There is much more meaning in Genesis
3:17 than that labor was given to the human race to be a
physical blessing, curbing indolence and providing healthful
and gainful occupation. There is the highest spiritual
meaning bound up in those words -"for thy sake." Genesis
3:17 interpreted by Paul in Romans 8:16-25 shines with the
glory of the approaching second advent:
"The Spirit itself beareth witness with our spirit, that we are the children of
God: and if children, then heirs; heirs of God, and
joint-heirs with Christ; if so be that we suffer with Him,
that we may be also glorified together. For I reckon that
the sufferings of this present time are not worthy to be
compared with the glory which shall be revealed in us. For
the earnest expectation of the creature waiteth for the
manifestation of the sons of God. For the creature was made
subject to vanity, not willingly, but by reason of Him who
hath subjected the same in hope, because the creature itself
also shall be delivered from the bondage of corruption into
the glorious liberty of the children of God. For we know
that the whole creation groaneth and travaileth in pain
together until now. And not only they, but ourselves also,
which have the firstfruits of the Spirit, even we ourselves
groan within ourselves, waiting for the adoption, to wit,
the redemption of our body.
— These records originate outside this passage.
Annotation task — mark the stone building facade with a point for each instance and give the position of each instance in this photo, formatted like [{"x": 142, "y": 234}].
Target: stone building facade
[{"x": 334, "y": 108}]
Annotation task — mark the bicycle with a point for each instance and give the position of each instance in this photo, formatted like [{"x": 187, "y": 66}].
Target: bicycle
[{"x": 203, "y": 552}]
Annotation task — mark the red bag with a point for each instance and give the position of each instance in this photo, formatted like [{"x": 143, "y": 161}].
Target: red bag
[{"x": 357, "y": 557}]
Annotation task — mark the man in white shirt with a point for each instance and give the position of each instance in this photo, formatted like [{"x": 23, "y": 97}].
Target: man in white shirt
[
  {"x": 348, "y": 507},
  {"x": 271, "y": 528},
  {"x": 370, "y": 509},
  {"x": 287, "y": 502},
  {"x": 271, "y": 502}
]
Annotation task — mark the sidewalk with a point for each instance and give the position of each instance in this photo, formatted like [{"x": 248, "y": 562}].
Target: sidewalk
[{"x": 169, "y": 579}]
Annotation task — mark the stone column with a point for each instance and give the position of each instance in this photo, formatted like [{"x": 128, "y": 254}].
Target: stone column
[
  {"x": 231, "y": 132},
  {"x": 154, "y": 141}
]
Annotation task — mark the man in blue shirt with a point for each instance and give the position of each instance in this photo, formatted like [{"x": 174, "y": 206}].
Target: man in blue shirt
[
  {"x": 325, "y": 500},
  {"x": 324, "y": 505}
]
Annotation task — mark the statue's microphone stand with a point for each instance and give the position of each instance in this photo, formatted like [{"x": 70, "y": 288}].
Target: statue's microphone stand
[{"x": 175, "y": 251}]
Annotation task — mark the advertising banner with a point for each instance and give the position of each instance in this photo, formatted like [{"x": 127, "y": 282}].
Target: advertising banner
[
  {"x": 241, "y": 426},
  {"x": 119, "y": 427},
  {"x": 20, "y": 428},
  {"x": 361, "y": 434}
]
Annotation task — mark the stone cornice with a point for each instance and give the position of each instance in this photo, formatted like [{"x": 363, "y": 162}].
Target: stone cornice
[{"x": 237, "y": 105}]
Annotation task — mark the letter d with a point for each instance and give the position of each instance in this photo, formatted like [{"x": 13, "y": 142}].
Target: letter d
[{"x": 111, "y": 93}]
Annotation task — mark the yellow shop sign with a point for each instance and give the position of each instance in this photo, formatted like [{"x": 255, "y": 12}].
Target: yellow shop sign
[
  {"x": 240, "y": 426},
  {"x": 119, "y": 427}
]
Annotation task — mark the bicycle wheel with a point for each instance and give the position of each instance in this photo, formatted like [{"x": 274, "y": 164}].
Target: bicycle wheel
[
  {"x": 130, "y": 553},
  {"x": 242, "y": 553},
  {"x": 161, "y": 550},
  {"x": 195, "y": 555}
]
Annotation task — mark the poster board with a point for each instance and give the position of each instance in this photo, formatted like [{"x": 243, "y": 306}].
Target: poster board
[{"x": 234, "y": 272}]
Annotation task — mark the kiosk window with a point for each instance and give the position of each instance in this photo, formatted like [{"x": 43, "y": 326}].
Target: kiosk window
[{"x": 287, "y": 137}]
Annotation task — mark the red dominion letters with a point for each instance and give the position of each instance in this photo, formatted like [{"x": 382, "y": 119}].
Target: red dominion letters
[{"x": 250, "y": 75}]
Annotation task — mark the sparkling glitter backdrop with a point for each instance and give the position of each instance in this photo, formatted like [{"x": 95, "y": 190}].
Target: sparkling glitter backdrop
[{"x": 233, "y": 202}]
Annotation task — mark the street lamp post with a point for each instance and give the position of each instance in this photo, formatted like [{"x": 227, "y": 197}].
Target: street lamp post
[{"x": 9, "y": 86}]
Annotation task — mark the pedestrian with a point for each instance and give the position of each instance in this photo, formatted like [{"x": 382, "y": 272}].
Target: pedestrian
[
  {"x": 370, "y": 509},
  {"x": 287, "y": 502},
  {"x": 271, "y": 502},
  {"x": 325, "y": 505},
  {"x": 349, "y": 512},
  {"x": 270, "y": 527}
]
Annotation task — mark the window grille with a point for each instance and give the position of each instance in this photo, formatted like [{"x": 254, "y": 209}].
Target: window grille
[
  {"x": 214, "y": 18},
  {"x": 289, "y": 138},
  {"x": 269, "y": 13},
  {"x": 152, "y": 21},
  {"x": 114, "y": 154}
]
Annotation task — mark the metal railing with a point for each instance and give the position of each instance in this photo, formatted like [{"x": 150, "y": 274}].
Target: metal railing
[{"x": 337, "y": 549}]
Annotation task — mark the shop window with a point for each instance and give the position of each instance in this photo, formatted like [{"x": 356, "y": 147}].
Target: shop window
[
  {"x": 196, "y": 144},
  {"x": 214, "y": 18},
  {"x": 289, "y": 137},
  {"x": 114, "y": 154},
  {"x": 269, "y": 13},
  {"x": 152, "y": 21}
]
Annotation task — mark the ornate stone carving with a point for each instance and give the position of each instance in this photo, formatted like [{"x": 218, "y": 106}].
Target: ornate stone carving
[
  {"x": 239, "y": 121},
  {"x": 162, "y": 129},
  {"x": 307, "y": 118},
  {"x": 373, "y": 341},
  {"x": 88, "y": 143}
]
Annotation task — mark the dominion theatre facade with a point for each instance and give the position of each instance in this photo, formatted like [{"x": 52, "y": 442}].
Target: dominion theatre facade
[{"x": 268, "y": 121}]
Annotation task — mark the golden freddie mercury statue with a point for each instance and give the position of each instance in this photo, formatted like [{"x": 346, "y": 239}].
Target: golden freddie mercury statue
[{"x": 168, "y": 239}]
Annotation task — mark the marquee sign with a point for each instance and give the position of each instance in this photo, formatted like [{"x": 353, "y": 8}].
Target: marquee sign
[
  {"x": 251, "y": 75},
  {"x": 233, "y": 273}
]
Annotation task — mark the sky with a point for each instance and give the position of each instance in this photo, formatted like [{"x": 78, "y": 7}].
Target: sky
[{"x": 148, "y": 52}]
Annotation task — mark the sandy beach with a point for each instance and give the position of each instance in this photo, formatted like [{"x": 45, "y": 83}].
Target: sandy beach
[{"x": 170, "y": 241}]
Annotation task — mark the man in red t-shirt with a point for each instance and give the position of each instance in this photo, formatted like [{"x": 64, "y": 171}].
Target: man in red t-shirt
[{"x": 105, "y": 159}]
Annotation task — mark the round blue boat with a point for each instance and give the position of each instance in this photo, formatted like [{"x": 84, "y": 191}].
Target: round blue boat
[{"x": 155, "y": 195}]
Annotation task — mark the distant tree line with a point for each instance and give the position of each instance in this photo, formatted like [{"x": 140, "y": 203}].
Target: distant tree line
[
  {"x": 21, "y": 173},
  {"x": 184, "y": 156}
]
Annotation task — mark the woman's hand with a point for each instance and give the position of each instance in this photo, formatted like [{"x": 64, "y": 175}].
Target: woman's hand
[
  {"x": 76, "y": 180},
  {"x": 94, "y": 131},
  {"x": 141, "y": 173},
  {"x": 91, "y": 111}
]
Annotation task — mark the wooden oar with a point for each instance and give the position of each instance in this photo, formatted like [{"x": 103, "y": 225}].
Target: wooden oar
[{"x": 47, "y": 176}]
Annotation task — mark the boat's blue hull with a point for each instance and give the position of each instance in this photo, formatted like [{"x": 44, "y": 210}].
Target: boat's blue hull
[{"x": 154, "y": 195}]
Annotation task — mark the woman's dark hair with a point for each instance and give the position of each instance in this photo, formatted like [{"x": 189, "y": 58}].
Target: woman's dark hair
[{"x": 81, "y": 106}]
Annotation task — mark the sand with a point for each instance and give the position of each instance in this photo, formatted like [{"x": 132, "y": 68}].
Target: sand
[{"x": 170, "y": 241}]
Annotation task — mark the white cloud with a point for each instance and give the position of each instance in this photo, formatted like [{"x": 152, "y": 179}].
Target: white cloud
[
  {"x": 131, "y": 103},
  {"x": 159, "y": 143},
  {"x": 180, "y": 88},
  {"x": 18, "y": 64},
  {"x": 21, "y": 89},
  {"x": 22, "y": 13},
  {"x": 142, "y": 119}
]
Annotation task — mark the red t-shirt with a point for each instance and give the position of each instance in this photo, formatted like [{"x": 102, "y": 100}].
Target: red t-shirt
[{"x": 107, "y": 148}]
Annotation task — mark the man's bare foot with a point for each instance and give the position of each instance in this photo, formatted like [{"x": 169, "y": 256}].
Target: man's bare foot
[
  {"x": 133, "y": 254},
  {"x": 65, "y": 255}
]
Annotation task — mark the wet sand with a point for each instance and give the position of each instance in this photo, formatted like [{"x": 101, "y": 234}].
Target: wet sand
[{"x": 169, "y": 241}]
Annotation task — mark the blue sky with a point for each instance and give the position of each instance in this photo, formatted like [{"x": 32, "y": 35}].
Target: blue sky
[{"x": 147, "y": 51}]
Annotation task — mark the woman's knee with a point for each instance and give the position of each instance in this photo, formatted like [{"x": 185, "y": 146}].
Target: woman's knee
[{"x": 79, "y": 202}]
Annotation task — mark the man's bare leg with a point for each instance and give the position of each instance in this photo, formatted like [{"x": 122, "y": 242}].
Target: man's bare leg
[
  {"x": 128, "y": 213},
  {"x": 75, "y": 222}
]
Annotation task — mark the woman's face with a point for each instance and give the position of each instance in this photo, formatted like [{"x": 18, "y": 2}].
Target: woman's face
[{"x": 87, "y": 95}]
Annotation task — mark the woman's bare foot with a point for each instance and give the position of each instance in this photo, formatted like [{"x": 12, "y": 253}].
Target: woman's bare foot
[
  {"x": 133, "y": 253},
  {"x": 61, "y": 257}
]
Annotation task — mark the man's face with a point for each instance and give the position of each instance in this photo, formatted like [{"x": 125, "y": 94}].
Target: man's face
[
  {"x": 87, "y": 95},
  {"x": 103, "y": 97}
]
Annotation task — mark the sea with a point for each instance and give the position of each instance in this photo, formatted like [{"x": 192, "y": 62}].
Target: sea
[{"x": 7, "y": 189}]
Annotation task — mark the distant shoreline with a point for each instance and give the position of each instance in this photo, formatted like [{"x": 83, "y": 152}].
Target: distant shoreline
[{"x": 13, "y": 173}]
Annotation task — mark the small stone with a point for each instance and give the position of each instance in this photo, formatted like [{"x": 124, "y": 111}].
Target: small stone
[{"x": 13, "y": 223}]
For we are saved by hope: but
hope that is seen is not hope: for what a man seeth, why
doth he yet hope for? But if we hope for that we see not,
then do we with patience wait for it."
That the race might look forward "in
hope" to the time of its complete restoration, nature has
suffered. A just, loving, and merciful God subjected all
nature to decay and death that His own children, made in His
image, might love Him instead of His works, might worship
the Creator instead of the creature, and might look forward
to when Jesus will return to restore all things. Let not the
earth be too fair, lest we become satisfied with sin.
The sinning civilizations of the past
turned earth's richest fields into deserts. The devilish
destructiveness of the present age is fast doing the same
with the rest of the earth. But when the river of life again
flows throughout the new earth from Christ's throne in the
New Jerusalem, there will be no deserts. Every pang of pain
felt in all animate nature now is a groan of longing for
that time. The sinless creatures that die by rod and hook or
bullet under a Satan-inspired counterfeit idea of pleasure,
in their death throes cry to God to hasten the time when we
will be redeemed and they can be set free from subjection to
our death. All nature, Paul says, waits and longs for us to
hasten our preparation so Christ can return. What are we
doing to hasten that hope for our sake—and nature's?